RUN apt-get update && \
apt-get install -y --no-install-recommends \
default-mysql-client \
snmp \
fping \
graphviz \
rrdtool \
whois \
ipmitool \
python3 python3-pymysql \
wget unzip git cron \
libfreetype6 libjpeg62-turbo libpng16-16 libonig5 \
&& apt-get clean && rm -rf /var/lib/apt/lists/*
# The Magic Happens Here!
# Copy compiled PHP extensions and their configuration from the builder stage
COPY --from=builder /usr/local/lib/php/extensions/ /usr/local/lib/php/extensions/
COPY --from=builder /usr/local/etc/php/conf.d/ /usr/local/etc/php/conf.d/
# Set up the web root and copy application files
WORKDIR /opt/observium
COPY . /opt/observium
# Set permissions and configure the server
RUN chown -R www-data:www-data /opt/observium
RUN chmod +x scripts/*.sh scripts/*.php
COPY observium.conf /etc/apache2/sites-available/000-default.conf
RUN a2enmod rewrite
RUN { echo 'display_errors = On'; echo 'error_reporting = E_ALL'; } > /usr/local/etc/php/conf.d/99-observium.ini
# Expose the port and set the entrypoint
EXPOSE 80
COPY docker-entrypoint.sh /docker-entrypoint.sh
RUN chmod +x /docker-entrypoint.sh
ENTRYPOINT ["/docker-entrypoint.sh"]
The most important lines are the COPY --from=builder commands. This instruction tells Docker: “Go back to the builder stage, find the specified folder, and copy its contents into my current stage.”
By doing this, we cherry-pick the exact artifacts we need (the compiled extensions and their config files) and leave behind all the build-time dependencies and intermediate clutter. The result is a lean, clean, and production-ready image.
Benefits of Multi-Stage Builds
Adopting this pattern in your projects yields significant advantages:
- Drastically Smaller Image Size: This is the most celebrated benefit. By shedding all the build-time weight, it’s not uncommon to see image sizes shrink by 50% to 80% or more. Smaller images are faster to pull, push, and deploy.
- Enhanced Security: A smaller image has a smaller attack surface. By excluding build tools like
gcc,make,git, or development libraries, you remove potential vectors for vulnerabilities from your production environment. - Improved Build Performance: Docker is smart about caching. If your build stage doesn’t change, Docker can reuse its cache. More importantly, if the final artifacts copied from the build stage are identical, the final stage’s cache can also be reused, speeding up subsequent builds.

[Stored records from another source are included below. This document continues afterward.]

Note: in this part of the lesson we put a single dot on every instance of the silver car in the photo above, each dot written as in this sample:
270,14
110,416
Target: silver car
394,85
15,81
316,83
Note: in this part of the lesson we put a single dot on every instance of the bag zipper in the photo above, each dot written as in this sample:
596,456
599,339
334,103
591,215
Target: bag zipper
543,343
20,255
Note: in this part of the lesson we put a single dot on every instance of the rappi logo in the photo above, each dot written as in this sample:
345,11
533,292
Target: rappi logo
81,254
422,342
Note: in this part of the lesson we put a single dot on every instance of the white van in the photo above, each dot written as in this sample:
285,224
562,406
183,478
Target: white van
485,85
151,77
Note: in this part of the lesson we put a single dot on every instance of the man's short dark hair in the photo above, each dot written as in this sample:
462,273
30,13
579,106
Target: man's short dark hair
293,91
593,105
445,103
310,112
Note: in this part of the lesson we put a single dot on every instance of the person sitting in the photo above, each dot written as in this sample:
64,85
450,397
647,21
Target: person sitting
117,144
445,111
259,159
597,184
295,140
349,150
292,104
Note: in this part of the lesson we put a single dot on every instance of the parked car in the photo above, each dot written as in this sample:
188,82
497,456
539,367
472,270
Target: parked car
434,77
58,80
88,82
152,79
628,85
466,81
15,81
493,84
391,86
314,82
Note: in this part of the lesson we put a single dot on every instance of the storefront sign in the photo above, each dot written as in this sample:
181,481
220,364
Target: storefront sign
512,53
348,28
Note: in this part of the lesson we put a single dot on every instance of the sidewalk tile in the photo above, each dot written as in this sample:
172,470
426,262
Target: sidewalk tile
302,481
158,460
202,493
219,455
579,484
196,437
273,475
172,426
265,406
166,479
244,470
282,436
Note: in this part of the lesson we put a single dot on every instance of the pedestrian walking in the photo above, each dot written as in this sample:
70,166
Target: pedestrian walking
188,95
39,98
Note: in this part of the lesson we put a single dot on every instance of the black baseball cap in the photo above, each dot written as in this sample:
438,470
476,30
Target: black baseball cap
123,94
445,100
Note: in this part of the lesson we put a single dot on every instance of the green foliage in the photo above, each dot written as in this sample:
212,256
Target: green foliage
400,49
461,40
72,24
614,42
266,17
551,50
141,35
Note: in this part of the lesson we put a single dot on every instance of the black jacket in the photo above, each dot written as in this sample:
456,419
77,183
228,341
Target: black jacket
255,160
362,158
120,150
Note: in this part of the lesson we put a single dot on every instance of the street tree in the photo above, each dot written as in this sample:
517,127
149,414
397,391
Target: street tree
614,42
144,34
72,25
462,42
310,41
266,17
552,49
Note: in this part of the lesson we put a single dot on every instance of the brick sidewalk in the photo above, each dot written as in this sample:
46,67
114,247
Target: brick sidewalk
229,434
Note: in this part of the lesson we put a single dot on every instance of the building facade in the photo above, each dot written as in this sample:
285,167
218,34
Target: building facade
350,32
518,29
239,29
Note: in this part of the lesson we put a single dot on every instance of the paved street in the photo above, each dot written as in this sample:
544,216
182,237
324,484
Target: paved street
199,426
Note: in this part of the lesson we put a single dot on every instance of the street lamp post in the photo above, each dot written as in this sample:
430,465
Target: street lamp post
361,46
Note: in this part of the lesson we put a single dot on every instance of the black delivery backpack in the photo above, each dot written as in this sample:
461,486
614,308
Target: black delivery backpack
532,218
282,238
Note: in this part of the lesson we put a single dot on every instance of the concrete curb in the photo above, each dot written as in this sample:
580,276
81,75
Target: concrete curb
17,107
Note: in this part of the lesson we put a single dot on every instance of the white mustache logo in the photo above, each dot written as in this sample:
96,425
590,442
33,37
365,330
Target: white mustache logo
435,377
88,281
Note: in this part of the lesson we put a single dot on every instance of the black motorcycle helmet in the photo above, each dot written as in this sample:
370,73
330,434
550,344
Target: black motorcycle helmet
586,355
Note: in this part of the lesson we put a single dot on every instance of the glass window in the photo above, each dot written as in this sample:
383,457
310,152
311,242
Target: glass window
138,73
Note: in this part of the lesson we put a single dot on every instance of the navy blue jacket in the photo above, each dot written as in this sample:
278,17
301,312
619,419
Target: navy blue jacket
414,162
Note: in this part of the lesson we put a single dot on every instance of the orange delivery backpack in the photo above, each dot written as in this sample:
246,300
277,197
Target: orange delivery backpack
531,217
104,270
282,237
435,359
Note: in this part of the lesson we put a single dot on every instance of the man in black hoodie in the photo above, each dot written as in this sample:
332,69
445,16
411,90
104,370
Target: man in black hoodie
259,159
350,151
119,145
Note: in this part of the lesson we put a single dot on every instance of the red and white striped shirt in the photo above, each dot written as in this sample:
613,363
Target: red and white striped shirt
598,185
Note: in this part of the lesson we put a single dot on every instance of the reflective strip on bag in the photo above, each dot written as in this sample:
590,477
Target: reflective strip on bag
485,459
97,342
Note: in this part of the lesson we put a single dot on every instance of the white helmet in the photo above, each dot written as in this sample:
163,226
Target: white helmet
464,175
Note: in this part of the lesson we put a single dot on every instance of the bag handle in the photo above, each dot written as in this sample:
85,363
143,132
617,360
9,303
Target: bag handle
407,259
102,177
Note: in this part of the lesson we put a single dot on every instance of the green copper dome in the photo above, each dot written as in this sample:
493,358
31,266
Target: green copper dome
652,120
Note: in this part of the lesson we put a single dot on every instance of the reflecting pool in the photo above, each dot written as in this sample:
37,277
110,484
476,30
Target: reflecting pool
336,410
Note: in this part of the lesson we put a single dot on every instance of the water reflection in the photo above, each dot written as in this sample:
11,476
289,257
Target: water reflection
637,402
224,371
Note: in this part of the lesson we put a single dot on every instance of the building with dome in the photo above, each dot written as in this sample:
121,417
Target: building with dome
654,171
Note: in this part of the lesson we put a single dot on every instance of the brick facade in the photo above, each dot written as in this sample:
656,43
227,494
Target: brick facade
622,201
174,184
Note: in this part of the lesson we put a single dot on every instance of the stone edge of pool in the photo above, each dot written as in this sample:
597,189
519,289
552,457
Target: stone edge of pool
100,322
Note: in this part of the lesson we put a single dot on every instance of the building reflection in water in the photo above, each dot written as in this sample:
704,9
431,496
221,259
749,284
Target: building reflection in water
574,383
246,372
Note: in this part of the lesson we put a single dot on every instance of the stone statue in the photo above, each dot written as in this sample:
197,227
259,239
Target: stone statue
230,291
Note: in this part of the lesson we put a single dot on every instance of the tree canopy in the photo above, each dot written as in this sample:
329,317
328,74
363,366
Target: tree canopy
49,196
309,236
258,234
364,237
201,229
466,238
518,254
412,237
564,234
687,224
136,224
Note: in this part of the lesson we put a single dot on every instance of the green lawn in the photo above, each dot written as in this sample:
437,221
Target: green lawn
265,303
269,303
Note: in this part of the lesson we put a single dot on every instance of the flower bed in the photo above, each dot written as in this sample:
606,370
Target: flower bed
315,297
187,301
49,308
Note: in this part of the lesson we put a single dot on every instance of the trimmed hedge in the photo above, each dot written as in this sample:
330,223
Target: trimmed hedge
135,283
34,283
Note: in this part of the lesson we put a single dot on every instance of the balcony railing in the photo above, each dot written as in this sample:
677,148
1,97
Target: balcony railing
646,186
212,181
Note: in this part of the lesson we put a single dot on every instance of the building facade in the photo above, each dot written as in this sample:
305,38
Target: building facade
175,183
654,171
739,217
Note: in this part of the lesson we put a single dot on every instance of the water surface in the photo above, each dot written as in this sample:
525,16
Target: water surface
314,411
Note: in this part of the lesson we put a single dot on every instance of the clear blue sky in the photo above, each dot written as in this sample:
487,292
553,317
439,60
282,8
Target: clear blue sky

- Cleaner, More Maintainable Dockerfiles: Separating the build logic from the runtime logic makes your
Dockerfilesmuch easier to read and understand. It clearly communicates which dependencies are for building and which are for running.
Conclusion: Build Smart, Not Hard
Multi-stage builds are more than just a cool feature; they are a Docker best practice. They directly address the fundamental problem of image bloat, leading to a more secure, efficient, and cost-effective development lifecycle. By separating your build and runtime environments, you ensure that your final image is as lean and optimized as possible.
So, the next time you write a DockerfileTake a moment to think about the kitchen. Are you serving your customers a clean plate, or are you handing them the messy mixing bowl too? Go ahead, refactor your Dockerfiles to use multiple stages, your DevOps pipeline will thank you!